I approach the subject of books cautiously. In some circles, talking about the books you’ve read is akin to bragging about going for a run on Twitter. I don’t run, so reading about people running causes me to feel woefully inadequate and reminds me of my soft body, poor cardiovascular fitness, and general predisposition to lounge on my couch and read books.
Now I’m now going to mercilessly boast about books I’ve read this past year.
I love ‘Best of’ book lists. My book resolution is to make my way through the New York Times 10 Best Books of 2013. So far I’ve read only one, The Wave, which is the most beautiful and heartbreaking book ever written. I’m trying to savour Donna Tartt’s The Goldfinch, but I am instead obsessively plowing my way through it, carrying it everywhere I go, reading it in car wash line-ups and any moment I have good light or access to my couch.
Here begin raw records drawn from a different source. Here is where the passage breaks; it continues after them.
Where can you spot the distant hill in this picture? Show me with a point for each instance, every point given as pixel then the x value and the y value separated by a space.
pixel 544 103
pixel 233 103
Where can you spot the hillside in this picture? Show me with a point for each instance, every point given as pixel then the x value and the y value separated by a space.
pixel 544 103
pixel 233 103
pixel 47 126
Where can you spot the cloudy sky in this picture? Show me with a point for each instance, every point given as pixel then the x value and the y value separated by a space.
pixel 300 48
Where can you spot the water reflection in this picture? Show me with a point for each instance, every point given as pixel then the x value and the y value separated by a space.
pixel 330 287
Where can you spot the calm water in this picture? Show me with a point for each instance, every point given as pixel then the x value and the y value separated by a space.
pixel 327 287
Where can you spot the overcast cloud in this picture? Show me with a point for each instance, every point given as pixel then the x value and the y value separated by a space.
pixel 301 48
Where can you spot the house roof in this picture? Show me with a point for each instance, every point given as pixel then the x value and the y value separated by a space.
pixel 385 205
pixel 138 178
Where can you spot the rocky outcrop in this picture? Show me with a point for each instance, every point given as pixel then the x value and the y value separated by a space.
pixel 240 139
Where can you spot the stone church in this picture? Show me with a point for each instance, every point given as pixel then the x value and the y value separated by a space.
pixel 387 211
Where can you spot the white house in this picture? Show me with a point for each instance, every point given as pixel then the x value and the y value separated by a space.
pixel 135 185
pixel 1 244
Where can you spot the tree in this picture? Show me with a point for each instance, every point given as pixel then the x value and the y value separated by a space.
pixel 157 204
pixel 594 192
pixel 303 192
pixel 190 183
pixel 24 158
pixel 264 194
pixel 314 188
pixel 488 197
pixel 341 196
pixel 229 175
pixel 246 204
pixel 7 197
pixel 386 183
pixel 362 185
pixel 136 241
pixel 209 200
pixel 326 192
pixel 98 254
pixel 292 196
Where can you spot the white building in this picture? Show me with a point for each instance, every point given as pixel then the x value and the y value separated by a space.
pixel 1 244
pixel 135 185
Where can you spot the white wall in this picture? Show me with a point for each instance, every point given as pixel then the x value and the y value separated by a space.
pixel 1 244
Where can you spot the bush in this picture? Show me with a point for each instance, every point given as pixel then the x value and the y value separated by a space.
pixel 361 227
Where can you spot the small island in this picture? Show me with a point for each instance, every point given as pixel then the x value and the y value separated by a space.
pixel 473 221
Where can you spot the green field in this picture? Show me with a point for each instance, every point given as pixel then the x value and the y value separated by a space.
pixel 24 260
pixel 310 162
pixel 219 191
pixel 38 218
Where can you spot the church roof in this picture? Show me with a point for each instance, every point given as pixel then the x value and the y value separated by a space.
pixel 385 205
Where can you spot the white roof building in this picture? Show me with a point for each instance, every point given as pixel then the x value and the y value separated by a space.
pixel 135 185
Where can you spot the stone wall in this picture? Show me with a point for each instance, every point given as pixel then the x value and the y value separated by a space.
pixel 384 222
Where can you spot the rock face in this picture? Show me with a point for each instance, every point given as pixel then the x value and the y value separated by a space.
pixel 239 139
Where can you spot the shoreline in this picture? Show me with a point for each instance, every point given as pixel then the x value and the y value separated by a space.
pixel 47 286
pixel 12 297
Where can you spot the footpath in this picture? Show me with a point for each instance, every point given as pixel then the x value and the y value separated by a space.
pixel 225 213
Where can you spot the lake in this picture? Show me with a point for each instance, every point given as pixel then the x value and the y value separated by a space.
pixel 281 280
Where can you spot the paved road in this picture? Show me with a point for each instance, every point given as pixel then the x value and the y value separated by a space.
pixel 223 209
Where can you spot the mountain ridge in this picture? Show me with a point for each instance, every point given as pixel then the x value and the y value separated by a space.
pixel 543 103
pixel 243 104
I confess to having a Kindle. It is great for travelling, particularly since I’ve fulfilled my last year’s resolution to only travel with carry-on luggage. No checked bags, ever. I’m pleased to report I’ve conquered this item that truthfully made it to my bucket list, but that also means that I am resigned to carrying a Kindle instead of heavy, oversize hardcover books. It is also deceptively easy to purchase books on the Kindle, as my credit card bill will reveal. Now that I’ve passed 40, the light and large print do help, especially at night.
But a Kindle cannot stand alone. There’s a lack of permanence in my e-reader. I forget which books I’ve actually read. I can’t lend the books to my friends. It is challenging to flip back and forth, and I no longer can bend the tips of pages with important passages. I miss the tactile element of books, and also pine for the time spent rearranging new books on my shelves. So now I’ve gone back to purchasing real books, while saving Kindle books for travel.
Here are some of my favourite books from 2013:
1. The Wave, by Sonali Deraniyagala – as mentioned, this is the most beautiful and heartbreaking book ever written
2. Far from the Tree, by Andrew Solomon – a meticulously researched and eloquently crafted book on parenting, and more importantly, on love and acceptance. Andrew Solomon is a rock star in the world of children with differences (and, come to think of it, don’t ALL children have differences?).
3. Loving Frank, by Nancy Horan – a fictional account of Frank Lloyd Wright, but really a love story. I thought about the ending of this book long after I finished it.
4. Gone Girl, by Gillian Flynn – I don’t care about this book’s mass popularity. There’s a reason everybody has read it – it is that good.
5. Me Before You, by Jo Jo Moyes – I gobbled this up on a beach vacation – another lovely, but sad book.
6. The Still Point of the Turning World, by Emily Rapp – yes, I am predisposed to books about beloved children and grief. The author manages to write both an intellectual and heart-wrenching book.
Writers write, and writers read, and as I never cared if my kids read Calvin and Hobbes or chapter books, I don’t care if people are reading Oprah books or old classics, on e-readers or otherwise. Every book you read inspires, motivates and educates – this is never ever wasted time.
On my night table now: The Circle by Dave Eggers, Handling the Truth by Beth Kepart and Still Writing by Dani Shapiro. And that damn goldfinch book, which will be finished by New Year’s Day if I can successfully hide from small children, teenagers and husbands demanding food and attention.